Food deserts. The first time I heard about this was quite recently. I searched the term up on the internet, and what I found was pretty self-explanatory. Food desserts, as defined by the USDA, are, “... parts of the country vapid of fresh fruit, vegetables, and other healthful whole foods, usually found in impoverished areas. This is largely due to a lack of grocery stores, farmers’ markets, and healthy food providers” (1). The inner city of Detroit is facing one of the worst food deserts in the United States. How can one even begin to talk about the rebirth and renaissance of the city of Detroit when the populations of the city have easier access to unhealthy fast foods than fresh fruits and vegetables?
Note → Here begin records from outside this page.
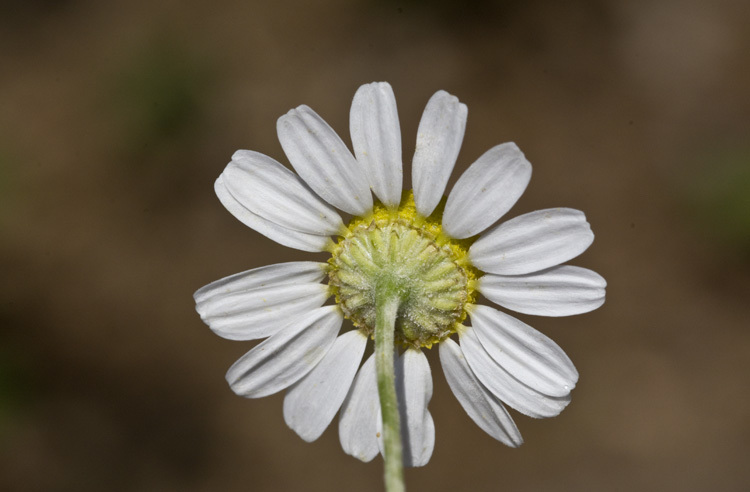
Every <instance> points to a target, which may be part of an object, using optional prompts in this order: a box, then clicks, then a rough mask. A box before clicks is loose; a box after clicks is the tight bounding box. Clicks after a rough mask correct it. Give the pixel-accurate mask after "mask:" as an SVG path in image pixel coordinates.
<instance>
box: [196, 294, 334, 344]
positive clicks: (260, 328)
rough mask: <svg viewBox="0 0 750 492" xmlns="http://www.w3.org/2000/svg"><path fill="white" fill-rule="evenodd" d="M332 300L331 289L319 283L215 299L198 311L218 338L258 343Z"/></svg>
mask: <svg viewBox="0 0 750 492" xmlns="http://www.w3.org/2000/svg"><path fill="white" fill-rule="evenodd" d="M329 297H331V293H330V291H329V290H328V286H327V285H323V284H319V283H312V282H303V283H294V284H281V285H276V284H270V285H268V286H265V287H256V288H254V289H250V290H241V291H236V292H232V293H229V294H220V295H216V296H214V297H211V298H208V299H206V300H204V301H202V302H200V303H198V304H197V305H196V309H197V310H198V313H200V315H201V319H203V321H204V322H205V323H206V324H207V325H208V326H210V327H211V329H212V330H213V331H214V332H215V333H216V334H217V335H219V336H221V337H224V338H228V339H230V340H255V339H257V338H265V337H267V336H270V335H273V334H275V333H277V332H279V331H281V329H282V328H284V327H285V326H286V325H288V324H289V323H290V322H292V321H294V320H295V319H296V318H297V317H298V316H299V315H301V314H304V313H308V312H310V311H312V310H314V309H315V308H318V307H320V306H322V305H323V303H324V302H325V301H326V299H328V298H329Z"/></svg>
How do we expect our great city to ever rise from its’ ashes if the people that live in the area are being robbed of what should be considered a universal human right – access to fresh food and vegetables.
Groups from all over the area have brainstormed to help out with Detroit’s food desert. Community gardens, local farmer’s markets, and charities have popped up in hopes of helping the more than half a million of residents who do not have access to fruits and vegetables (2). Peaches and Greens is one such start-up, a standalone produce market located in inner city Detroit. Their goal is, “...to be an agent of change creating a community of choice. We desire to meet the real needs of our community in such a way that we see the community restored and made whole and as a result people will take pride in their community and desire to stay there” (3). While providing local populations with fresh produce throughout their store, they also drive around a truck loaded with fruits and vegetables, wandering the streets the same way an ice cream truck does. The initiative has been well received by the residents, as they do not have to take long drives just to pick up a few groceries. NPR has done a story about Peaches and Greens back in 2010. You can listen to it here:
Food disparities in Detroit are a major issue, especially for those that are living under the poverty line. MedEq plans on bolstering this healthy eating initiative by leading nutrition workshops for inner-city residents, starting up a mobile food pantry to amply provide healthy foods and teach the importance of nutrition at Detroit Public Schools. Hopefully, with this plan of action in mind, we will be able to combat this growing phenomenon and increase the well-being of the citizens of Detroit.